‘Take two, they’re small’
Are the results from small, but statistically significant, studies credible?
One of the American Statistical Association’s sub-sections is for Statistical Consultants. A short time ago, there were over fifty comments on the topic of ‘Does small sample size really affect interpretation of p-values?’ The motivation came from a statistician who went to a conference where “During the discussion period a well-known statistician suggested that p-values are not as trustworthy when the sample size is small and presumably the study is underpowered. Do you agree? The way I see it a p-value of 0.01 for a sample size of 20 is the same as a p-value of 0.01 for a sample of size 500. … I would like to hear other points of view.”

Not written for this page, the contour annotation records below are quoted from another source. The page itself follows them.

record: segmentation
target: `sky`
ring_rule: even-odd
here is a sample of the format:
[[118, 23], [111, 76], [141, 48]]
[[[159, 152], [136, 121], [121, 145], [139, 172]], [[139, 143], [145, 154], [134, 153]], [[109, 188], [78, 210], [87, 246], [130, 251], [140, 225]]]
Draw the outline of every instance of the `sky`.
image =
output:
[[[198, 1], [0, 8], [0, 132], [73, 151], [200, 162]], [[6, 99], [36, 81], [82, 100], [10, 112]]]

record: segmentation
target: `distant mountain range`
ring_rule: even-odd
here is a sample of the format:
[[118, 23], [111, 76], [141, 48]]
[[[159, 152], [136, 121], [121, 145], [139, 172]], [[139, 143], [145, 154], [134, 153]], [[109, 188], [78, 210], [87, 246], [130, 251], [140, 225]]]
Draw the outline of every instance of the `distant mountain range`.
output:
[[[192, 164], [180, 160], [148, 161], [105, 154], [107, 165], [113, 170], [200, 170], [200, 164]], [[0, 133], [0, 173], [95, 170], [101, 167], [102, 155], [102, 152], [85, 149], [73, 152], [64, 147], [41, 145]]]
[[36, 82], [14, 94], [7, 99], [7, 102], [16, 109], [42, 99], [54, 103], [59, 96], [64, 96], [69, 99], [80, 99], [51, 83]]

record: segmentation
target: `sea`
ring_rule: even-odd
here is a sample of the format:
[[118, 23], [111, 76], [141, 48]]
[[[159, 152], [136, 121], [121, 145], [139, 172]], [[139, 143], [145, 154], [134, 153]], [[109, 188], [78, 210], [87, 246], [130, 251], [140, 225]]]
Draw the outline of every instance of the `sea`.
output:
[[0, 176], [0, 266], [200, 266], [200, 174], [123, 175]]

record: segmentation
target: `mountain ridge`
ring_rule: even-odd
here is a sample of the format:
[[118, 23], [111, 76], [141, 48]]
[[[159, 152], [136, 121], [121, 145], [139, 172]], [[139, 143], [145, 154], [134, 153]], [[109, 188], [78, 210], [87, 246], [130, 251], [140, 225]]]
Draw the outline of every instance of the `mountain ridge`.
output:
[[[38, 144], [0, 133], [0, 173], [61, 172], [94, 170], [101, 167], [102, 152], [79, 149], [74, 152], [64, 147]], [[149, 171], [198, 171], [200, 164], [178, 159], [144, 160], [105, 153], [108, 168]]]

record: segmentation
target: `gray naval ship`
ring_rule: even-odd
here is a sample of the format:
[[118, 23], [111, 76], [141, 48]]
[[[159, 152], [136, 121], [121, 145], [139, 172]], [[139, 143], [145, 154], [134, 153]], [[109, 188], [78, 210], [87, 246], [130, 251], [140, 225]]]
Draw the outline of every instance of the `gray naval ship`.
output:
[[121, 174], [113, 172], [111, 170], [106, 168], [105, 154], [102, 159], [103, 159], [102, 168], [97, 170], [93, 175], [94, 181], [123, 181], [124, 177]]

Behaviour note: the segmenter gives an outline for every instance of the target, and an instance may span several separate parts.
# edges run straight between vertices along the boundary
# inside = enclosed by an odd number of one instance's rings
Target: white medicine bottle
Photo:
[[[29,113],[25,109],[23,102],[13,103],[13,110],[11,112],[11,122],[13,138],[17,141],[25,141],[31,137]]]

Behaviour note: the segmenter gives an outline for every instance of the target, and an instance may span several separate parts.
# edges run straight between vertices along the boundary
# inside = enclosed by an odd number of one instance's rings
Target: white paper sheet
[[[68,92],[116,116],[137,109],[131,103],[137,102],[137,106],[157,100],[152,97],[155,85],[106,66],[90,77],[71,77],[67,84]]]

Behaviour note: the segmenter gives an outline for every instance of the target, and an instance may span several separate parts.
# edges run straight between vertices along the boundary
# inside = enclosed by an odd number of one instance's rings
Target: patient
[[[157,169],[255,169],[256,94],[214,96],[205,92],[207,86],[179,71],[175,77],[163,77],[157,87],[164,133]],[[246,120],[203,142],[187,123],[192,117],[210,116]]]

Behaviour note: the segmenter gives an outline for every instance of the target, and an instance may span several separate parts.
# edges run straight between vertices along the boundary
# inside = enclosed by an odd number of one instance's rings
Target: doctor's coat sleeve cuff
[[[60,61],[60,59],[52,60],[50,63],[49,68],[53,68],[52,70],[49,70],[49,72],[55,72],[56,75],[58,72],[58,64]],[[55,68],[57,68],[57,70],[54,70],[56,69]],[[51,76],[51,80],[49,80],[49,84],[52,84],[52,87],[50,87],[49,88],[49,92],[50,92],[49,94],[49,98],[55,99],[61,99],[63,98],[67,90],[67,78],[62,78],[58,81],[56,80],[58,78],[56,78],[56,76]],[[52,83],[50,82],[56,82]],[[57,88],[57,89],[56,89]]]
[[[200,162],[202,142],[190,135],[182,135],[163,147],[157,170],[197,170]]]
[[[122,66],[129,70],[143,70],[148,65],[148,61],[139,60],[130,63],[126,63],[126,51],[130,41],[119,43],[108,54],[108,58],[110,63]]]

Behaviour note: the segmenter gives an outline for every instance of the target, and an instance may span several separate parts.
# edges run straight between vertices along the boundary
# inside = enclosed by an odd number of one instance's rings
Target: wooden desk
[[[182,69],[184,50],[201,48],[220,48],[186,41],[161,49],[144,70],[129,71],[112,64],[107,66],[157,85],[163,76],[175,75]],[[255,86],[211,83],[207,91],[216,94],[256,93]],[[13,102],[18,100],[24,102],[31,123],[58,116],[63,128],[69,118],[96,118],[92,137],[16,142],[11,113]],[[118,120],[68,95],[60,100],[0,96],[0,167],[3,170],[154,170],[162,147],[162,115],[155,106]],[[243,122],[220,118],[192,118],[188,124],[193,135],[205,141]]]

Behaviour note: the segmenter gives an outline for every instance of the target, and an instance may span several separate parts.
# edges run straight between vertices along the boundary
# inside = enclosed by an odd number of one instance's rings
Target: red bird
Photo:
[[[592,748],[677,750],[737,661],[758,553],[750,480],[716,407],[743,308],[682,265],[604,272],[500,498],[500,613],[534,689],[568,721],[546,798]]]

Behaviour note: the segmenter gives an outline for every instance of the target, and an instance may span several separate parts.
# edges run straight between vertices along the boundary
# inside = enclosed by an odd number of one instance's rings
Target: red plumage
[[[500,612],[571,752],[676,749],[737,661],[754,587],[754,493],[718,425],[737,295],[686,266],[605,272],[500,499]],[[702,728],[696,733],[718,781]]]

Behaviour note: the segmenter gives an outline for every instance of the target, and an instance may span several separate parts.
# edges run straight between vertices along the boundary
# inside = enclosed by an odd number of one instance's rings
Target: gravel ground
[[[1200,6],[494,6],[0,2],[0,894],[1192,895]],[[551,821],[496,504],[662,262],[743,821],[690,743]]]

More often than not, having small sample size would preclude achieving significance (see my blogs on ‘1. Statistics Dirty Little Secret’ and ‘8. What is a Power Analysis?’). When N is small, only very large effects could be statistically significant. In this case, it was assumed that the p-value achieved ‘statistical significance’, p < 0.01. There was considerable discussion.
Many statisticians felt that the small sample size (e.g., 20) would not be large enough to test various statistical assumptions. For example, to test for normality typically takes hundreds of observations. A sample size of 20 lacks power to test normality, even when the distribution were quite skewed. So, even though the p-value was ‘significant’, the test of assumptions are not possible, hence the p-value is less credible. Or worse, if the data were actually non-normal and the sample size is small, the t-test is not appropriate. Hence the p-value is not appropriate.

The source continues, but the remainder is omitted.